Currently, performance modelling using PEVPM requires some manual steps to develop a PEVPM performance model and then execute it using the Virtual Parallel Machine. Further work on this project is aiming to automate the procedure and to test and improve the accuracy of the system on a wider variety of parallel programs.
We are particularly aiming at developing a system that can use performance measurements on systems with small numbers of CPUs to accurately predict performance and scalability on large numbers of CPUs. This is the goal of the project that the PhD student will be working on.
There are two related components of the project that will be studied by researchers at the DHPC group at the University of Adelaide, and our collaborators at the Australian National Unversity:
Efficient Application Performance Modelling and Prediction for Cluster
Computers
This part of the project aims to develop tools and methodologies to accurately
predict the performance of MPI applications running on medium to large
scale clusters. The predictions will be based on an analysis of the
application's performance on a small-scale cluster. The project's
approach is to enhance and extend the MPIBench / PEVPM methodology,
making it easier to use by automating some of the steps that are
currently done manually, and developing tools to efficiently derive
performance models of an application executing on the cluster.
Improved Models of Cluster Networks
This part of the project aims to develop more accurate and sophisticated analytical
models of the communication performance of cluster networks.

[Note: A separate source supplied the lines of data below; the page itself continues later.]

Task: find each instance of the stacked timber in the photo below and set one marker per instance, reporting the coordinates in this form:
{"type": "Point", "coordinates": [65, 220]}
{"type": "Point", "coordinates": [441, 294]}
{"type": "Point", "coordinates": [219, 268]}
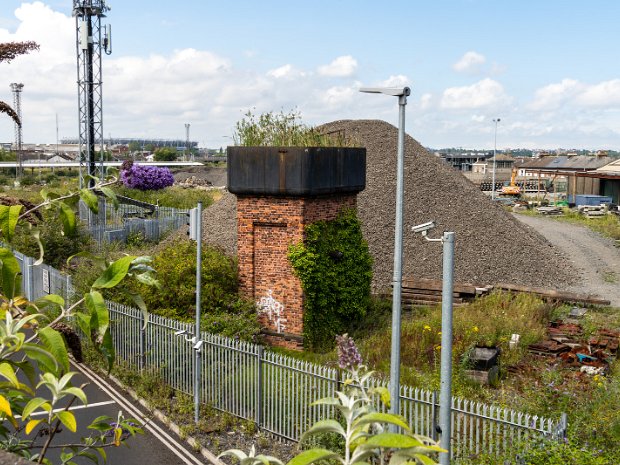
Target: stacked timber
{"type": "Point", "coordinates": [424, 291]}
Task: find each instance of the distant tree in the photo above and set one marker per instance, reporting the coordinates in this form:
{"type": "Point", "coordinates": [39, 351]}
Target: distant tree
{"type": "Point", "coordinates": [9, 51]}
{"type": "Point", "coordinates": [165, 154]}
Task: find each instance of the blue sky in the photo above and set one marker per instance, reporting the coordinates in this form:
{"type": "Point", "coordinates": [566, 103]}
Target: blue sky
{"type": "Point", "coordinates": [547, 68]}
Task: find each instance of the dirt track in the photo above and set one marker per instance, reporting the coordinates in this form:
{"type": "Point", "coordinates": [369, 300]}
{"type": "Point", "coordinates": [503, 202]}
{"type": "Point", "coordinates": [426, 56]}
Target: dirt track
{"type": "Point", "coordinates": [594, 257]}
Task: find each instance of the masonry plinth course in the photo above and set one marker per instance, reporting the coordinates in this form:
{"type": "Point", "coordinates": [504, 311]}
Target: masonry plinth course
{"type": "Point", "coordinates": [280, 191]}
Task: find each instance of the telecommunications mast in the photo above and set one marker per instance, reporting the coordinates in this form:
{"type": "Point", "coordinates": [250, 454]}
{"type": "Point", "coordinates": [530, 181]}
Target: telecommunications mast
{"type": "Point", "coordinates": [92, 39]}
{"type": "Point", "coordinates": [17, 106]}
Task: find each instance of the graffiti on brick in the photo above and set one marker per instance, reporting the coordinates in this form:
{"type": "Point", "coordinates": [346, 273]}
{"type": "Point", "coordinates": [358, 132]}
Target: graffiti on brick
{"type": "Point", "coordinates": [273, 310]}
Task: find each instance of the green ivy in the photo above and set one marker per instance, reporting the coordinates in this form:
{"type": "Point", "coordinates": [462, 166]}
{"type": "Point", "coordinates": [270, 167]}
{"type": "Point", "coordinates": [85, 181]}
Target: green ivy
{"type": "Point", "coordinates": [335, 269]}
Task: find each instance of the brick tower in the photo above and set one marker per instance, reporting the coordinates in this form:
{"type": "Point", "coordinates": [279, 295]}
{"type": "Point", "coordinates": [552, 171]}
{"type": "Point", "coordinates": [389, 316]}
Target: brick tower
{"type": "Point", "coordinates": [280, 191]}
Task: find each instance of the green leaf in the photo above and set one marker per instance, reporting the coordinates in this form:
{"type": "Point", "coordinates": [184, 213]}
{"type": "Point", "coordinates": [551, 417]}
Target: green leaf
{"type": "Point", "coordinates": [114, 274]}
{"type": "Point", "coordinates": [391, 441]}
{"type": "Point", "coordinates": [99, 315]}
{"type": "Point", "coordinates": [67, 216]}
{"type": "Point", "coordinates": [68, 419]}
{"type": "Point", "coordinates": [7, 372]}
{"type": "Point", "coordinates": [110, 194]}
{"type": "Point", "coordinates": [42, 356]}
{"type": "Point", "coordinates": [77, 392]}
{"type": "Point", "coordinates": [54, 342]}
{"type": "Point", "coordinates": [9, 214]}
{"type": "Point", "coordinates": [90, 199]}
{"type": "Point", "coordinates": [313, 455]}
{"type": "Point", "coordinates": [10, 275]}
{"type": "Point", "coordinates": [378, 417]}
{"type": "Point", "coordinates": [34, 404]}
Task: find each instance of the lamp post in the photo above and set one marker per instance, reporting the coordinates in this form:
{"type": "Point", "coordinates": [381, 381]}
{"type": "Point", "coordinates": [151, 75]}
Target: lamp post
{"type": "Point", "coordinates": [401, 93]}
{"type": "Point", "coordinates": [496, 120]}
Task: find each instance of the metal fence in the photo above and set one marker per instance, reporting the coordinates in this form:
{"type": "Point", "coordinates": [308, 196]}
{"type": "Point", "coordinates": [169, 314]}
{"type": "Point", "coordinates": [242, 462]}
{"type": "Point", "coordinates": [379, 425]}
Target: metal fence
{"type": "Point", "coordinates": [276, 391]}
{"type": "Point", "coordinates": [112, 223]}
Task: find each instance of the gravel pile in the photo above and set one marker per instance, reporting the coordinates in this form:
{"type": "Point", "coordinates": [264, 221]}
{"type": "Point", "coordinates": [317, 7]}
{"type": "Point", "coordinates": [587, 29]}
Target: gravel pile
{"type": "Point", "coordinates": [491, 246]}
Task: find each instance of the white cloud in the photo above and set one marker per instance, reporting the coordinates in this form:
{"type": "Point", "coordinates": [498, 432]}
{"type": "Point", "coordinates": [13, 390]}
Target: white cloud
{"type": "Point", "coordinates": [287, 71]}
{"type": "Point", "coordinates": [603, 94]}
{"type": "Point", "coordinates": [395, 81]}
{"type": "Point", "coordinates": [555, 95]}
{"type": "Point", "coordinates": [469, 63]}
{"type": "Point", "coordinates": [343, 66]}
{"type": "Point", "coordinates": [483, 94]}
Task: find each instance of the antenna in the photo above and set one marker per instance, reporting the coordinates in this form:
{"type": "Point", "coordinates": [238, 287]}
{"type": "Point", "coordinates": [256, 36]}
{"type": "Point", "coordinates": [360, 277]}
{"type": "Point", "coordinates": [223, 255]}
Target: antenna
{"type": "Point", "coordinates": [90, 41]}
{"type": "Point", "coordinates": [17, 106]}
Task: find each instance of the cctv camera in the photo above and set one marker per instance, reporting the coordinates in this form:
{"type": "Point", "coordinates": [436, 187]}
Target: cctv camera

These
models will be based on fitting distributions of communication times
measured by MPIBench to standard probability distribution functions
used in network performance modelling. Provided the function is
carefully selected, and its parameters are accurately estimated, subtle
effects such as switch-level contention and the degree of CPU involvement
in communication can be modelled. Of key importance is modelling these
as a function of the cluster's size - this will enhance the MPIBench /
PEVPM methodology to make accurate predictions on large-scale clusters,
and also on clusters using next-generation networks.